Nanda Devi: 3e Expédition Française à l’Himalaya, by J.-J. Languepin and L. Payan. Photographs by J.-J. Languepin, L. Gevril and A. Barbezat. 72 pages of illustrations of which ten are in color, with 19 pages of commentary in French. Paris and Grenoble: Arthaud, 1952.

This attractive volume presents a vivid and exciting pictorial account of last year’s tragic French expedition to the 25,660-ft. Garhwali peak. In the first of three sections M. Payan briefly describes the overall plan, the approach, the attack on the main peak, in which Roger Duplat and Gilbert Vignes disappeared, and the ascent of the East Peak. In the main portion the pictures speak eloquently for themselves. Of extraordinary beauty, often highly spectacular, they are extremely well reproduced and give a clear impression of the region and of what the expedition actually did. In the final pages M. Languepin fills in many details with brief commentaries on each photograph and with diagrams.
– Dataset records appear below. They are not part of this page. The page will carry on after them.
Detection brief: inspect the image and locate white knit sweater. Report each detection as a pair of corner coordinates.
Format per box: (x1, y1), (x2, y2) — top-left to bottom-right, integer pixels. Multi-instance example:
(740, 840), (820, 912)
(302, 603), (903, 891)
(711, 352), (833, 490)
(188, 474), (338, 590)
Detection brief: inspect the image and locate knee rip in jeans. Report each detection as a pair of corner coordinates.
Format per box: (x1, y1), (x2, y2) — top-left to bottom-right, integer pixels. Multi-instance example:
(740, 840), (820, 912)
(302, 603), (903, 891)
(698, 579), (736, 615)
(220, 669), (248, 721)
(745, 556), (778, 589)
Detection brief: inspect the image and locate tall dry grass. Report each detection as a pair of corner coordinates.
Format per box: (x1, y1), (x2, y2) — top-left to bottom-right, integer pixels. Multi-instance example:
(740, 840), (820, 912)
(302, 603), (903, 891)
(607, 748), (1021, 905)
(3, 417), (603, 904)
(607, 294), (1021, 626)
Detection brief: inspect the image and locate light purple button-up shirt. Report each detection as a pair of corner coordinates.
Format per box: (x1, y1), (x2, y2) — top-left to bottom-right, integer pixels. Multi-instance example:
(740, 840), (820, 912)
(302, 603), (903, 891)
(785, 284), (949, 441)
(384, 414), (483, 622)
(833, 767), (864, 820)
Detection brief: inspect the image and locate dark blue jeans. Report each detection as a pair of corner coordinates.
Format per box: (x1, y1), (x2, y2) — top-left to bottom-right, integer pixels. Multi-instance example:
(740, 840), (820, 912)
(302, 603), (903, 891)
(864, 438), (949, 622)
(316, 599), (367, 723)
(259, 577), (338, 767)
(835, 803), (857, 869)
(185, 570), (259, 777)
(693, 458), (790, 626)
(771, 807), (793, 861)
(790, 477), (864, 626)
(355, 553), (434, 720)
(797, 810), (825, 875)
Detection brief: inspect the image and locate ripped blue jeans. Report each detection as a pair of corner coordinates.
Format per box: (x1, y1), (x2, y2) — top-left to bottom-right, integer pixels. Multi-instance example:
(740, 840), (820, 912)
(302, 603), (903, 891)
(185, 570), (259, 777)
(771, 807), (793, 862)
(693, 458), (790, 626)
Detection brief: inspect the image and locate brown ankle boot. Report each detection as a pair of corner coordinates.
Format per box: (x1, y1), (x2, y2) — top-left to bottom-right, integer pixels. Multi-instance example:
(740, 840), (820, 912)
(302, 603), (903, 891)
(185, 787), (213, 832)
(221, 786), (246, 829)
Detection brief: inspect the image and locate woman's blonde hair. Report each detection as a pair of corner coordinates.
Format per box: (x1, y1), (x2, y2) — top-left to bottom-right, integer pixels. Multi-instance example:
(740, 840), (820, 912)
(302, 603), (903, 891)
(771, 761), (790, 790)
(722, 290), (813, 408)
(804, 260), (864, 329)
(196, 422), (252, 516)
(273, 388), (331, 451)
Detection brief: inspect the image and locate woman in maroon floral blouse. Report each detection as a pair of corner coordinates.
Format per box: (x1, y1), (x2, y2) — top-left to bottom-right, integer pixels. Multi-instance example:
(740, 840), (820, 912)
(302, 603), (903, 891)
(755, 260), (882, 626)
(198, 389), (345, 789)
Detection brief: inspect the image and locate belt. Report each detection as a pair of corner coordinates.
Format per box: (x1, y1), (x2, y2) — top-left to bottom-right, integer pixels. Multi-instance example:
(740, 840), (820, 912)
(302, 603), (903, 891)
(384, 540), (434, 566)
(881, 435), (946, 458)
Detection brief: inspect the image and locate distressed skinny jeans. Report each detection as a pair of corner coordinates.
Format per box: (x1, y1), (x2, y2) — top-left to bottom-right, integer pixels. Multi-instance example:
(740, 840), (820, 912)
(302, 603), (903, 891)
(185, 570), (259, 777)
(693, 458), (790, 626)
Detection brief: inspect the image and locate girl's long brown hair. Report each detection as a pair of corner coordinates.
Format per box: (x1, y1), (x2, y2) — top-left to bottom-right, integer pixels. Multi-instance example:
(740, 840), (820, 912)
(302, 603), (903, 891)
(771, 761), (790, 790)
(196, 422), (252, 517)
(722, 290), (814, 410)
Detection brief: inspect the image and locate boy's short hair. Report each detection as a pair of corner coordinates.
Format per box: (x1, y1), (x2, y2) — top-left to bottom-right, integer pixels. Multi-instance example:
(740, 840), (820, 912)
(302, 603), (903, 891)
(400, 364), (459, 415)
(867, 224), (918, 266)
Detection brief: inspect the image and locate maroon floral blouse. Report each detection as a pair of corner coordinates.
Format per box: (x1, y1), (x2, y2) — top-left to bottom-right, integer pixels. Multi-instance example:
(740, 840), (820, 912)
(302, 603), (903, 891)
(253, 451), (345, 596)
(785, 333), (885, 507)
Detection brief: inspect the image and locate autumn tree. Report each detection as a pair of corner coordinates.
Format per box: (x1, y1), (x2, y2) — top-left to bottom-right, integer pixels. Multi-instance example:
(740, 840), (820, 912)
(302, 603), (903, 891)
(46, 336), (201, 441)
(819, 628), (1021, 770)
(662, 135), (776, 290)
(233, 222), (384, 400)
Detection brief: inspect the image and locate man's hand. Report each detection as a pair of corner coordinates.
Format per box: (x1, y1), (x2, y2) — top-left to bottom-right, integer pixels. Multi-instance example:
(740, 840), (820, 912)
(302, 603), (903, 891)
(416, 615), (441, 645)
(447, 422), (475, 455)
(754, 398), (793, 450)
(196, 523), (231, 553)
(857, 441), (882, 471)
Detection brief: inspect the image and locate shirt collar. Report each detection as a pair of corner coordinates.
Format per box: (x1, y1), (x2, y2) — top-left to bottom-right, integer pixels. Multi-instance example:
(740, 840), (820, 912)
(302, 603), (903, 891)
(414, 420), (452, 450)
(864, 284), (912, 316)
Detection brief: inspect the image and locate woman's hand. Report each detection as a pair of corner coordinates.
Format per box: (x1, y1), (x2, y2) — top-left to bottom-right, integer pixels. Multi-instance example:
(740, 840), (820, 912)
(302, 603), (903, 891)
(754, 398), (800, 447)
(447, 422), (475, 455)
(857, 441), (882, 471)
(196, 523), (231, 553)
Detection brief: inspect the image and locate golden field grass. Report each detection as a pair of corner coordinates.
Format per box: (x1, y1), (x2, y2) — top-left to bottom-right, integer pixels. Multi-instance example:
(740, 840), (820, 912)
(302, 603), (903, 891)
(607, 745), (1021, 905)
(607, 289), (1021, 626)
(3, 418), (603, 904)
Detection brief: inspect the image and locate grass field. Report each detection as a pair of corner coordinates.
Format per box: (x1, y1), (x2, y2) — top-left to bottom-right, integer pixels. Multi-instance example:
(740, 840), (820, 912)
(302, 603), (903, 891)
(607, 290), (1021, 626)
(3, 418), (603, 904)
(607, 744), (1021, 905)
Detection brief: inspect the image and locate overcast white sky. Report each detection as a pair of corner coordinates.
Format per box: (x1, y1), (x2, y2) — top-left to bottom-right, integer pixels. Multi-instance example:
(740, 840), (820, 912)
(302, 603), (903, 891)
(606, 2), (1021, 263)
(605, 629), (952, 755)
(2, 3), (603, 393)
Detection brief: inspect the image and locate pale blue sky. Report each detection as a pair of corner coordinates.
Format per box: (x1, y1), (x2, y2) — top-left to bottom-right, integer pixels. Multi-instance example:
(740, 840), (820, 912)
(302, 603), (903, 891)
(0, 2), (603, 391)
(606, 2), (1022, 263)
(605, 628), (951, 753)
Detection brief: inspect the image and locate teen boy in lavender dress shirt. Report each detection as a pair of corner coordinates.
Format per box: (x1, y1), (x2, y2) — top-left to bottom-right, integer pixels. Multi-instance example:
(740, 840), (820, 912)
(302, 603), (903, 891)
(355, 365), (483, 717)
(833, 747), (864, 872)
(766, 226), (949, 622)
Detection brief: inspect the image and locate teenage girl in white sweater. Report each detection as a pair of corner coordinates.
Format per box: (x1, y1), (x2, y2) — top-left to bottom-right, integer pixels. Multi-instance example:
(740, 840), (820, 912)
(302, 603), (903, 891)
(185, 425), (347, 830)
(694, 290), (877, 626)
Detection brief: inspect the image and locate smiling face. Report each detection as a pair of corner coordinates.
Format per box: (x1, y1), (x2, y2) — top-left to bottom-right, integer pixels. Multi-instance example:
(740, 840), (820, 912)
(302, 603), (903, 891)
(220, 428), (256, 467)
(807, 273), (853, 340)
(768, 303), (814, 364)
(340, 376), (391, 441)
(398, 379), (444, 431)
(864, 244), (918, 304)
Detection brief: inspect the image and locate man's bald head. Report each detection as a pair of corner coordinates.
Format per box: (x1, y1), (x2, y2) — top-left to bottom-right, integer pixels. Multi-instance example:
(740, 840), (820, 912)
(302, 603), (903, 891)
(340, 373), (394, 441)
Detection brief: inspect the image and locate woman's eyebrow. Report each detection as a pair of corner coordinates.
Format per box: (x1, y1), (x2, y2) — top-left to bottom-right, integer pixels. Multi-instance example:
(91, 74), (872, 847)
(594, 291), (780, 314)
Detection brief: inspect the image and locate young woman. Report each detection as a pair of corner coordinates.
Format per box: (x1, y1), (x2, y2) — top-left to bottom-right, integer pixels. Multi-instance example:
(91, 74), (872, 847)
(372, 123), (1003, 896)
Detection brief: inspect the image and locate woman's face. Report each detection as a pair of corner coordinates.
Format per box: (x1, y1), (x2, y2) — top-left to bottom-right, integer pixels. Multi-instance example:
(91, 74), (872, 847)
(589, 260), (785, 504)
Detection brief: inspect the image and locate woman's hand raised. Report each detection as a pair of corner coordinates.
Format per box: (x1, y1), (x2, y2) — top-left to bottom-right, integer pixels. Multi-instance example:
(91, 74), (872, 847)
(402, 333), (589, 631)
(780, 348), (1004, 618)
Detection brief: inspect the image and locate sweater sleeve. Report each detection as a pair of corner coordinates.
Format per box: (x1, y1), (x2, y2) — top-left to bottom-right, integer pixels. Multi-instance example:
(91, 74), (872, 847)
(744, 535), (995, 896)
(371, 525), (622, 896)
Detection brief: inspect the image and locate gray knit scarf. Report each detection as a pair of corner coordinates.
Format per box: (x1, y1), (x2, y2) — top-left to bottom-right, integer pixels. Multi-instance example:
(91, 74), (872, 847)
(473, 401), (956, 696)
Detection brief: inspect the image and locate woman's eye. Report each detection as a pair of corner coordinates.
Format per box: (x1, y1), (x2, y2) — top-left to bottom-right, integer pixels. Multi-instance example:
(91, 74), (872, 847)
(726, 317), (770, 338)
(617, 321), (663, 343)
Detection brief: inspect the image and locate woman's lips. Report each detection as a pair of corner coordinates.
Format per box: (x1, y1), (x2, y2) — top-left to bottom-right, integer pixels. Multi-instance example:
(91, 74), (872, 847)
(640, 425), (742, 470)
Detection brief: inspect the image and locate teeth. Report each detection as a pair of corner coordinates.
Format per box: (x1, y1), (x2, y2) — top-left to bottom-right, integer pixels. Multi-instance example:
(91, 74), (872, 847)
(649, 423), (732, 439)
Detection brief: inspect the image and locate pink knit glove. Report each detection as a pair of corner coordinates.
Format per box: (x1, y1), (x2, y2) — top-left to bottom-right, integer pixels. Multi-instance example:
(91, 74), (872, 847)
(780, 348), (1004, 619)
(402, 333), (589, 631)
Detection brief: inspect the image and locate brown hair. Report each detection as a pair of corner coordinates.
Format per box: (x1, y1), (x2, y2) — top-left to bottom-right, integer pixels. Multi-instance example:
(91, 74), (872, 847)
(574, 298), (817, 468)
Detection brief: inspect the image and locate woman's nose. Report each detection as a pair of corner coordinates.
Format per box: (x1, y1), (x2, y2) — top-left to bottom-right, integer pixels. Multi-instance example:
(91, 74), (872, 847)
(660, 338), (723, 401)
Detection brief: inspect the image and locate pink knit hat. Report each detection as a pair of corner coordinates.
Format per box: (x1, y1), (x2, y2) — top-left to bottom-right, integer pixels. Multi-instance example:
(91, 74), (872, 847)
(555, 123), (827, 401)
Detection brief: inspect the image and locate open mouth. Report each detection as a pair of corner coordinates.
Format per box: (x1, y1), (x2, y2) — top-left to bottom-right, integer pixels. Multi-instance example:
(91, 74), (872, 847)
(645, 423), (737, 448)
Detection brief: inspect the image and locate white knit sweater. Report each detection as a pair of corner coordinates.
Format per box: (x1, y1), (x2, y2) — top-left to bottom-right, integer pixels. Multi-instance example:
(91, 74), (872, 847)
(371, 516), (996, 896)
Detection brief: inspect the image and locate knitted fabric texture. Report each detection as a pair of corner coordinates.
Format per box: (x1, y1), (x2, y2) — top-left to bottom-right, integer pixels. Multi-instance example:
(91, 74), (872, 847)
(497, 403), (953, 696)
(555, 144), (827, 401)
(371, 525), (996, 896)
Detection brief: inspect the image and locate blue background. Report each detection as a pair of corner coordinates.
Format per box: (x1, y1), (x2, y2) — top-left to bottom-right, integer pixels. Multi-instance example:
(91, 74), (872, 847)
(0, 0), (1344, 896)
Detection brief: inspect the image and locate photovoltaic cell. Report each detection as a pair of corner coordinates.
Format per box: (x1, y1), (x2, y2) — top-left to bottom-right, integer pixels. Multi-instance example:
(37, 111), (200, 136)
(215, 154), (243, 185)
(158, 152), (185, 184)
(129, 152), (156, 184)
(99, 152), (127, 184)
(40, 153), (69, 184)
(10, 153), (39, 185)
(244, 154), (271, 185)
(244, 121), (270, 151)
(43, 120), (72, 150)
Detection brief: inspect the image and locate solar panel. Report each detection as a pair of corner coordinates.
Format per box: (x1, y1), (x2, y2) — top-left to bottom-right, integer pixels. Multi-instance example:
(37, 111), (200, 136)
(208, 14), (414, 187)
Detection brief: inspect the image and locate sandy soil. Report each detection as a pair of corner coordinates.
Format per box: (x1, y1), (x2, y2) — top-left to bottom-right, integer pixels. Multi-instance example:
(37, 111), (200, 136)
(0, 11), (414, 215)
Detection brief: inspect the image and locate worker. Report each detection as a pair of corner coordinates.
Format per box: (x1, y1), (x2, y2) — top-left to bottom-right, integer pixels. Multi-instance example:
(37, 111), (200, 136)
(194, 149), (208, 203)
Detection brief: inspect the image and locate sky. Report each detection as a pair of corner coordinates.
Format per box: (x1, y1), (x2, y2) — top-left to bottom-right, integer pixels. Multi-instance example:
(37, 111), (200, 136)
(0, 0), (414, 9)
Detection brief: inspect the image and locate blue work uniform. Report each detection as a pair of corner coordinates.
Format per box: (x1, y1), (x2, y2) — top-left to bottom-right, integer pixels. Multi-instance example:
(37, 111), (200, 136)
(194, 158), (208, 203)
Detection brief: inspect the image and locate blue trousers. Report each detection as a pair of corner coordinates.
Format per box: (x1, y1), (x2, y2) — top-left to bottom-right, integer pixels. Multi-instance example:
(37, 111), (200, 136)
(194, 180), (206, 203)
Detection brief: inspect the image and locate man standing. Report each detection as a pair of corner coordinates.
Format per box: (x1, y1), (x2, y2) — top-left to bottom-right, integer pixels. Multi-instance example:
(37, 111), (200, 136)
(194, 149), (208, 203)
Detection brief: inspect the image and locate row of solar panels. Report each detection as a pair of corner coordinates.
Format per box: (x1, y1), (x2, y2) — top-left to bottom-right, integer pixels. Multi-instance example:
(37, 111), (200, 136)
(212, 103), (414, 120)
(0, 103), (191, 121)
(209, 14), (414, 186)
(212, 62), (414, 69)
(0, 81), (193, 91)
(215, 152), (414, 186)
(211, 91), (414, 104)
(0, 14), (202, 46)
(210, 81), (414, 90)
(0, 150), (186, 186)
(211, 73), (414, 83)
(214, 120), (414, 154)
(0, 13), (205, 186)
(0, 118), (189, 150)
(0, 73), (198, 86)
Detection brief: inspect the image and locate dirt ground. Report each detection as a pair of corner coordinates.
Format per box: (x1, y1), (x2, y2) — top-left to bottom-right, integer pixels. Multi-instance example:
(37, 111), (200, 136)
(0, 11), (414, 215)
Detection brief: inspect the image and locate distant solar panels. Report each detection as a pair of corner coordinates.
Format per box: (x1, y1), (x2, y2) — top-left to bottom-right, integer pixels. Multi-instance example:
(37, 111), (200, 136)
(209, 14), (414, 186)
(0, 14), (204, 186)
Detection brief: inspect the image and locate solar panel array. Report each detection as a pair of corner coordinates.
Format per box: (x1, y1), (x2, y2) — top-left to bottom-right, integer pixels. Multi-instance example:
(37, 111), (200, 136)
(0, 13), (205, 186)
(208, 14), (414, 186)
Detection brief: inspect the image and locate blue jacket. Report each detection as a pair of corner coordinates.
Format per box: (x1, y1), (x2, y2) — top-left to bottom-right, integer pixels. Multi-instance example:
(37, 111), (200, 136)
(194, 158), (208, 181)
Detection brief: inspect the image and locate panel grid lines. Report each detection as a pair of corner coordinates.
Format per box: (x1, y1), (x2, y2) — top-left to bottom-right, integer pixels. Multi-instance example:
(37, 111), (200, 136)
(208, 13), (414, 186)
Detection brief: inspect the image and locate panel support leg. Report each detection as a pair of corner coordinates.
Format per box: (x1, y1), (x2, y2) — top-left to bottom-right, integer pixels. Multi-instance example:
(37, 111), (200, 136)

The expedition followed in the footsteps of the British-American Himalayan Expedition which in 1936 successfully climbed the main peak. The French climbers were even plagued by a coolie strike at the identical spot where the 1936 group had been. Camps on the mountain were established apparently in the same sites as previously. Finally, on June 29th, Duplat and Vignes left Camp IV, heading for the summit, never to be seen again. To one familiar with the mountain, their plans seem overambitious if not foolhardy. Carrying the barest essentials for a bivouac, they hoped to climb the main peak, to traverse the two-mile-long ridge leading to the East Peak, all of which lies above 22,750 ft. and presents climbing difficulties, and to descend from the East Peak to Longstaff’s Col along the route used by the Poles in 1939! A support party established a series of camps above Longstaff’s Col, pushing on continually higher in hopes of finding the climbers, until on July 6th they finally made the second ascent of the East Peak and realized that their companions were not to return. Throughout the pages of the book you admire their courage but do wonder whether the French are carrying on the unfortunate do-or-die attitude towards mountaineering of the prewar Germans.